Dejemos a los japoneses que sigan inventando máquinas. Son especialistas; una verdadera proeza del ingenio que Dios ha concedido al hombre. Varias de su invenciones son muy útiles; otras son cómplices de nuestra pereza y superficialidad de espíritu.
Concedamos que los nipones puedan prepararnos un delicioso sueño artificial, como si se tratara de un café. Pero, quizás esos sueños digitalizados, programados, robotizados, fotocopiados, y todo lo modernizados que se quiera, terminarán por ser meras ilusiones cuando el amanecer corra el velo de la noche. Somnoliento y perezoso, el hombre caerá de un espejismo idílico. “Los sueños, sueños son” -decía Calderón de la Barca-.
¿Qué deseas soñar? Nada imposible. Simplemente que al día siguiente el mundo sea mejor, que las guerras dejen paso al paz y a la concordia entre los pueblos, que mis alegrías sean mayores, que mis seres queridos gocen de salud y de mi amor, que pueda continuar mi vida con sus dificultades y alegrías, que dé un paso adelante hacia el cielo prometido por mi fe en Dios, que tenga la satisfacción de hacer algo positivo por los demás, que llegue a la noche siguiente con el sudor en la frente y la paz de mis deberes cumplidos. Esos son sueños bellos porque son un puente entre dos días de vida trabajada.
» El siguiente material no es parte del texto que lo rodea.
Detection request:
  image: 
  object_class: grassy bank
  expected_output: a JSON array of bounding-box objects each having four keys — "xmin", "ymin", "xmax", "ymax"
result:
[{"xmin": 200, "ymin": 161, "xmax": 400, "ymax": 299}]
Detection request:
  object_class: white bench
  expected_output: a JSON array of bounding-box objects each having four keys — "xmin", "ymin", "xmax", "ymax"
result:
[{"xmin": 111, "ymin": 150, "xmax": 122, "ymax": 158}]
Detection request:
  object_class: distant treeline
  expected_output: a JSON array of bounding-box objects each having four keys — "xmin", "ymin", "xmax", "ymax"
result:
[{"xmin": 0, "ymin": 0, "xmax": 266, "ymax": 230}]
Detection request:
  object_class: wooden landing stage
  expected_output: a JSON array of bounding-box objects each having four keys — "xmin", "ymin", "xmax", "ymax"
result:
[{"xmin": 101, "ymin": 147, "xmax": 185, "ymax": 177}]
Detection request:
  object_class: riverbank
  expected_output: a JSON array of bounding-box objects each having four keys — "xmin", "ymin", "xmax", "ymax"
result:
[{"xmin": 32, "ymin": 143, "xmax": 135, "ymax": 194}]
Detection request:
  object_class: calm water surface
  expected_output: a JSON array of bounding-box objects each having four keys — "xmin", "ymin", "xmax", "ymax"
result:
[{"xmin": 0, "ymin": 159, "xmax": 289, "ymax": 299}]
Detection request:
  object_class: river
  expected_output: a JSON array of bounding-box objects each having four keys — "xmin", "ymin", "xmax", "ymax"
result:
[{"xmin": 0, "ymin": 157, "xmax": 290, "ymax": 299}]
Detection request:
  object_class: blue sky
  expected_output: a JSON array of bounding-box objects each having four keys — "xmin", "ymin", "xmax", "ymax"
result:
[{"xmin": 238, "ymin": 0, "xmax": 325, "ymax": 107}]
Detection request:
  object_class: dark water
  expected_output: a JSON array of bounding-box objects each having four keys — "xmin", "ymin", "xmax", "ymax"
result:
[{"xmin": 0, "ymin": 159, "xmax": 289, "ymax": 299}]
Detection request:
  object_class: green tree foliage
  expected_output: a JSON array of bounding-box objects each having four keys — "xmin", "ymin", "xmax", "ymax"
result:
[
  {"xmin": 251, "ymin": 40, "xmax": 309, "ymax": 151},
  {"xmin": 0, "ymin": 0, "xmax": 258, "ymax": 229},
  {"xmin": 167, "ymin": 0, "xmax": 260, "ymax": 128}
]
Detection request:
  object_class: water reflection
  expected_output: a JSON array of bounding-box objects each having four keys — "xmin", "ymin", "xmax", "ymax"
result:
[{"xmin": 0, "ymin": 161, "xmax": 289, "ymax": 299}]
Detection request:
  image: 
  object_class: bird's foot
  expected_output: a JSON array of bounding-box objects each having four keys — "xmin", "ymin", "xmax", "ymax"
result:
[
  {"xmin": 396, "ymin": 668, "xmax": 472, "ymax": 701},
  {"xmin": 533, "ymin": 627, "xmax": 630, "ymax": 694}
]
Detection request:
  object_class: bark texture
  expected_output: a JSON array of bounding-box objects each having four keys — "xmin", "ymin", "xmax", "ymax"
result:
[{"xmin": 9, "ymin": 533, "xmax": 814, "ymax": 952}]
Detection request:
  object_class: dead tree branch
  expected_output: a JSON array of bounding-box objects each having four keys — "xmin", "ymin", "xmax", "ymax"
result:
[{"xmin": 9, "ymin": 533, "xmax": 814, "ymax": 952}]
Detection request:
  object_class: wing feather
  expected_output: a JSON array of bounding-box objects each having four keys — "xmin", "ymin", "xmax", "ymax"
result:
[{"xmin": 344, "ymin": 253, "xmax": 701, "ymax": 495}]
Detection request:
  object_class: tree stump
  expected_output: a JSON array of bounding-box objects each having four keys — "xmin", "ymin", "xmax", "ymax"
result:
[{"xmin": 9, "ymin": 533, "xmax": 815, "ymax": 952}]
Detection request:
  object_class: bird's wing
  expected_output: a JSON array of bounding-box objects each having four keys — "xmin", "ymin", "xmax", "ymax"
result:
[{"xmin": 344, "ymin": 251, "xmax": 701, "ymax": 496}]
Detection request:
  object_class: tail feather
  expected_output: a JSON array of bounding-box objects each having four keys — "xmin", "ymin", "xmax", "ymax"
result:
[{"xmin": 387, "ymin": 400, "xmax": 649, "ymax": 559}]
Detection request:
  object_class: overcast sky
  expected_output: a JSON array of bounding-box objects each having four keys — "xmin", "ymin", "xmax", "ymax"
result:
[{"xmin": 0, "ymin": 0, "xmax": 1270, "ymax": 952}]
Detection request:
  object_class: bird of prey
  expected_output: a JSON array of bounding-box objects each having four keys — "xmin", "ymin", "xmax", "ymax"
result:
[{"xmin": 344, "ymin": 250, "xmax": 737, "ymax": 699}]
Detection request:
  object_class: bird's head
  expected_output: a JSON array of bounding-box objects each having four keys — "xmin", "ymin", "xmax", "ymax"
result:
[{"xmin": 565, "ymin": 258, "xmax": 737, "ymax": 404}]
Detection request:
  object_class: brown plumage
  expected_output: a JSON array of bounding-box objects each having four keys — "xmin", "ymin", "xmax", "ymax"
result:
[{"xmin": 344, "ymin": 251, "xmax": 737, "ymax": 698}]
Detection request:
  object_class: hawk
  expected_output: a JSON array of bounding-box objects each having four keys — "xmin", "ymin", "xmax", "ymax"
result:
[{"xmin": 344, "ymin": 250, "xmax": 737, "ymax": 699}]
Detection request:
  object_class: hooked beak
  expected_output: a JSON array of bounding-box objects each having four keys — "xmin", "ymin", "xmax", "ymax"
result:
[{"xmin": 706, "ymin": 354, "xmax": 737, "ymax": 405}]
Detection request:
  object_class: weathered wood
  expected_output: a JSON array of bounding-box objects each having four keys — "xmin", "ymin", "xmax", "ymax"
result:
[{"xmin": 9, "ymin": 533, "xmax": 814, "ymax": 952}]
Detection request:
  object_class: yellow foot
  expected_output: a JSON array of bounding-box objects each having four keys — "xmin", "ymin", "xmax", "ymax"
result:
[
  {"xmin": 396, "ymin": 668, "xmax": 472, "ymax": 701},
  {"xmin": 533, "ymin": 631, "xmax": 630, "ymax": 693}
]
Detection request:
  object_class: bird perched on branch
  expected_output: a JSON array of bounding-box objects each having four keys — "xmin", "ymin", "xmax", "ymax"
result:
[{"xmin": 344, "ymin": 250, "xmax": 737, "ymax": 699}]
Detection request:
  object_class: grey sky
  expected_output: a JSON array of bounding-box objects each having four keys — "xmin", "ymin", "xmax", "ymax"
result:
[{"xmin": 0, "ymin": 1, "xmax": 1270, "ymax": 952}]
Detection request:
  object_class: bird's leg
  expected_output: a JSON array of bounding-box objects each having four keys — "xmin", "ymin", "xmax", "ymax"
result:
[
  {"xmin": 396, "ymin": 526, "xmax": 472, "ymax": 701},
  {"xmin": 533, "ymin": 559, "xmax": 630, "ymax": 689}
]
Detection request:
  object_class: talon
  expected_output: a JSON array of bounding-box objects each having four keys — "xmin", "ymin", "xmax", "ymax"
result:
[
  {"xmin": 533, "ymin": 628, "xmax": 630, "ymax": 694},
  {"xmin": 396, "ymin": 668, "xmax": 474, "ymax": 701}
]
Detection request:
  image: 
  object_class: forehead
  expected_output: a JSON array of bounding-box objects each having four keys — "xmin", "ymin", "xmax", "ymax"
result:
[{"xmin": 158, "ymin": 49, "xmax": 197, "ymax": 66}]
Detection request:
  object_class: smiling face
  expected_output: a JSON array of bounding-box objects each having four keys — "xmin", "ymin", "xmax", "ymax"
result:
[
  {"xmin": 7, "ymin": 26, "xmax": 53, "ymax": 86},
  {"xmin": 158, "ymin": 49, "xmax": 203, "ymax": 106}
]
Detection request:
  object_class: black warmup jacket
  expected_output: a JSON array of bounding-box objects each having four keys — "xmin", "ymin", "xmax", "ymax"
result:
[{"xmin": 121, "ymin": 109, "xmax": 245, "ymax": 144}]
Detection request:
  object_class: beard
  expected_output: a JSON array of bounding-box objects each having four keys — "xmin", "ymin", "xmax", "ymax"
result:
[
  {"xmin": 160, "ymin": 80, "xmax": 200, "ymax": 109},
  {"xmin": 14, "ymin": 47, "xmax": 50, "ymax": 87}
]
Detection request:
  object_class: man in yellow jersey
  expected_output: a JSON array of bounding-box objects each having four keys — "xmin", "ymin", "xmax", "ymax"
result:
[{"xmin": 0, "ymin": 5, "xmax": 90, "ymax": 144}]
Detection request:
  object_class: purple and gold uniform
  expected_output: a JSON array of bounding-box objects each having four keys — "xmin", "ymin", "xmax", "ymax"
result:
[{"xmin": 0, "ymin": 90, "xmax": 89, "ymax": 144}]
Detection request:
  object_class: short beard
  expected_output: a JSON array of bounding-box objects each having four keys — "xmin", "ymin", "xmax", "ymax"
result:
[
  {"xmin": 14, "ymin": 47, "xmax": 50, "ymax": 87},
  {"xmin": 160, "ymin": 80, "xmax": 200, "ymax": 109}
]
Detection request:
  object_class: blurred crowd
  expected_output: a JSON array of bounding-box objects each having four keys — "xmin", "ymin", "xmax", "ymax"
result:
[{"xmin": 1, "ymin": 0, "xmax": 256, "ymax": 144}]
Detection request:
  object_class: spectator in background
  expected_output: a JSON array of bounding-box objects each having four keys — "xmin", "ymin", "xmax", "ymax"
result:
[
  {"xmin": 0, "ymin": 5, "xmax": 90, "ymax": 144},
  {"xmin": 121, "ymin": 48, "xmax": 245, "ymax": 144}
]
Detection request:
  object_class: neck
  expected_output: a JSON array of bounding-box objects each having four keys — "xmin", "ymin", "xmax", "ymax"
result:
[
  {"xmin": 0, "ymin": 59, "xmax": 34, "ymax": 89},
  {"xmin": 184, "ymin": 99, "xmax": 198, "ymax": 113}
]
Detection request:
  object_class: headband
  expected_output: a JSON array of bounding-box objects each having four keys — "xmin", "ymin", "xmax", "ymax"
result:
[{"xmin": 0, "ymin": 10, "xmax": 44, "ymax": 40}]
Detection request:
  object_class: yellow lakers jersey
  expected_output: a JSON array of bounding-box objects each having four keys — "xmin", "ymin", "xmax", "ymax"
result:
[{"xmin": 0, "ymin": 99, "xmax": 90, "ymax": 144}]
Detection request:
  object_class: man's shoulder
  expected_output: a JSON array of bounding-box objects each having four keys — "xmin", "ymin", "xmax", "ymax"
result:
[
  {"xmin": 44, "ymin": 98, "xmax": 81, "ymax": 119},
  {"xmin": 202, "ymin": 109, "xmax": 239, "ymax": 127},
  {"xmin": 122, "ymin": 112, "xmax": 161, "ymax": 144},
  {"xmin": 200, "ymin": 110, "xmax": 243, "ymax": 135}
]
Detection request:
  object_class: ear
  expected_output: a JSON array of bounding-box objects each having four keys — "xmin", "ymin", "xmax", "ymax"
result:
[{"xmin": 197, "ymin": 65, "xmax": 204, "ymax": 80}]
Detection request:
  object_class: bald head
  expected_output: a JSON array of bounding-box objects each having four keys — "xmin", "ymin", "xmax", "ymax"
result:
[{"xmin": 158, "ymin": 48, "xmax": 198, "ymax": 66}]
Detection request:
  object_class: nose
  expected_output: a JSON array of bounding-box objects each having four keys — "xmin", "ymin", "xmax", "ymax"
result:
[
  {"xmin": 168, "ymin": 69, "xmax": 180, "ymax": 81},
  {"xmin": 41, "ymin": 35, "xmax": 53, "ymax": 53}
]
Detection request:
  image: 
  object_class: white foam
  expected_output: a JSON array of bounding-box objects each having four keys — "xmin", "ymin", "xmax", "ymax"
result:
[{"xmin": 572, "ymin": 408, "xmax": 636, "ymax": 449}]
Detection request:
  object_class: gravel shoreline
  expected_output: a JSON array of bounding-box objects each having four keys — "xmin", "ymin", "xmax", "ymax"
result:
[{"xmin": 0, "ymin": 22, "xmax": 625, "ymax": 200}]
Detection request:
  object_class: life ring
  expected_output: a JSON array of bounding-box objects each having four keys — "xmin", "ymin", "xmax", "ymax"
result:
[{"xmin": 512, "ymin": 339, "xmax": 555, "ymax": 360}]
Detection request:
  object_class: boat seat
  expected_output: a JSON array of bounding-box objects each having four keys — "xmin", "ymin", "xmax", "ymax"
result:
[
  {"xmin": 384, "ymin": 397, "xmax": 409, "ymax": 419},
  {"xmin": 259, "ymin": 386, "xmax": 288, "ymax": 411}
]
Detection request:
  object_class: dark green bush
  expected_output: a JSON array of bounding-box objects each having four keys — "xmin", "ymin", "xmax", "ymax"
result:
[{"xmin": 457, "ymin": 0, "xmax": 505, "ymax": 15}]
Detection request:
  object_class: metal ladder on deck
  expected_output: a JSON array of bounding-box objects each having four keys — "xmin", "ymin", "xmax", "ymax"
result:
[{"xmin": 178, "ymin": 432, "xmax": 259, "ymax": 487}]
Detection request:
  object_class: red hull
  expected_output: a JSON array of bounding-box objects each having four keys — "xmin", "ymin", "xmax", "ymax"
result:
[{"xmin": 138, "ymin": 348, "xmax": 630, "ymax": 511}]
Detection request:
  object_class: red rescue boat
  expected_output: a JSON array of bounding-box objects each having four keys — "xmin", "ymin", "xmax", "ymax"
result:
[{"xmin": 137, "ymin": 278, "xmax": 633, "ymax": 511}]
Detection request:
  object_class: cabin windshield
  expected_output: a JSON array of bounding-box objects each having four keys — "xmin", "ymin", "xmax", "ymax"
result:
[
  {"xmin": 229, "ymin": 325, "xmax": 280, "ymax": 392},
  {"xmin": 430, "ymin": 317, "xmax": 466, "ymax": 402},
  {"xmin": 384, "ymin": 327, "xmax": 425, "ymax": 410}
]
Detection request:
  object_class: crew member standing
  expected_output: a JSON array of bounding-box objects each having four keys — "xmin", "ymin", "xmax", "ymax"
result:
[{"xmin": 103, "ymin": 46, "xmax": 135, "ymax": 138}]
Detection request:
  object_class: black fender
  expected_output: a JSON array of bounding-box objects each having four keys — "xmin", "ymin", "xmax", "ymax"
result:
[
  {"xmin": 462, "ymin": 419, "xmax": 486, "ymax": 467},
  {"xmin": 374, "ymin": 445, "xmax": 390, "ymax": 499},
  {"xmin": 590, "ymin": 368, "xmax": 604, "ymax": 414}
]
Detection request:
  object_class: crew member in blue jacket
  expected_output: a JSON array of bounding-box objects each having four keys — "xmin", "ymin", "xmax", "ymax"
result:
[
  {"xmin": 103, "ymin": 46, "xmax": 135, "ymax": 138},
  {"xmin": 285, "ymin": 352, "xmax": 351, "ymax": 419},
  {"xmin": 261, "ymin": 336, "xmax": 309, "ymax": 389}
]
Son sueños vivos que esmaltan los proyectos personales.
No queramos soñar lo que no alcanzamos por falta de esfuerzo. Los sueños no deben ser un refugio de los fracasos personales, ni una sacudida inmadura de las propias limitaciones. Si fuera así serían como un dañoso narcótico del alma. Dejemos que los sueños corran libres por las estepas de la noche. Ellos nos levantarán en vuelo entre golondrinas de nácar o nos sumergirán en un océano de plata. Los sueños son dedos que tejen caprichosamente retazos de nuestras horas despiertas de alegrías y tristezas, de nuestras secretas intenciones y de los momentos inolvidables en el trato con los demás. Dejemos que sean libres como libre es nuestro corazón para nacer cada día al amor, como libre es nuestra alma para rezar cada mañana una oración de confianza en Dios, como libre es el hombre para soñar sin necesitar programarse.
¿Desanimamos a los ingenieros japoneses? Esperamos que no. Simplemente les recordamos que para que la maquinita de sueños dé en el clavo tendrá que acompañar a su dueño durante todas las vivencias de cada día, tendrá que reír y llorar con él, tendrá que amar, sufrir, sentir la caricia del viento otoñal y tiritar entre los hielos del invierno, emocionarse ante los ojos limpios de un niño y comprender que el alma del hombre escapa a los sentidos del cuerpo. Si lo consigue, quizás pueda preparar un “sueño” que no sea desechable a la mañana siguiente .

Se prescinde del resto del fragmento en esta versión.